Weaving is prevalent throughout the kingdom and traditionally it was the lady of the house "nangi aum" who had to see to the dyeing and weaving process in addition to her household duties. The entire process of weaving a fabric - from the spinning of yarn, the dyeing and final weaving was done by hand, at home.
Every fabric has a name, which describes its particular combination of fibre, colour and pattern. Material could be either striped or checked. Extra motifs and patterns are obtained by supplementary weft threads or by adding warp threads. All patterns have a symbolic meaning: the tree, the swastika the wheel, the vajra, the diamond, etc. Thus, checked woollen material is called mathra, serthra or tsangthra depending on its colour. Women's dresses with a white background covered with brocade designs of silk are called kishuthara, and those with blue background are called onsham.
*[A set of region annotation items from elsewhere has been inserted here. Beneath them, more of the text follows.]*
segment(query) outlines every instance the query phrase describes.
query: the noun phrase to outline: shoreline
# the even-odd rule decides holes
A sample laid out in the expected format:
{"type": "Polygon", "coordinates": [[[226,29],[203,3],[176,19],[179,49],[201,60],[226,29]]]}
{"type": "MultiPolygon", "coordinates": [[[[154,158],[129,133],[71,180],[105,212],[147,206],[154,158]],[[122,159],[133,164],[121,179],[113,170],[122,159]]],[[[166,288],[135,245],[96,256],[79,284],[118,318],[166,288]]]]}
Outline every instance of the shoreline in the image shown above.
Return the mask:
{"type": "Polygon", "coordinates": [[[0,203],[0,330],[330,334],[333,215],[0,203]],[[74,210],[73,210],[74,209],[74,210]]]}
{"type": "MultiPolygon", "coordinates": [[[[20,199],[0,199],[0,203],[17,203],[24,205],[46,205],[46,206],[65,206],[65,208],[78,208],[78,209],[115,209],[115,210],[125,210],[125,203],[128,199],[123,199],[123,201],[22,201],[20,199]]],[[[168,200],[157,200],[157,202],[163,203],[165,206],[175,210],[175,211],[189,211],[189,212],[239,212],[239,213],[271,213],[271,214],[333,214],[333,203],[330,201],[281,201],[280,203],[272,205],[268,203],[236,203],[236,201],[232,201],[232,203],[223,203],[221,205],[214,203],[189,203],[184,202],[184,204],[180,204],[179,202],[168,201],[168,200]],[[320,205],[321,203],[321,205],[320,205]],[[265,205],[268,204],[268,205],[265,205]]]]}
Material with a yellow background and green and red stripes with additional warp patterns is mensimathra.
Textiles in Bhutan are highly regarded, not only as a form of wealth or a commodity of value to pay taxes - but have a non verbal language of their own and convey the social identity of the wearer, are an expression of religious devotion and gifts of cloth are used to mark important occasions such as marriages or promotions.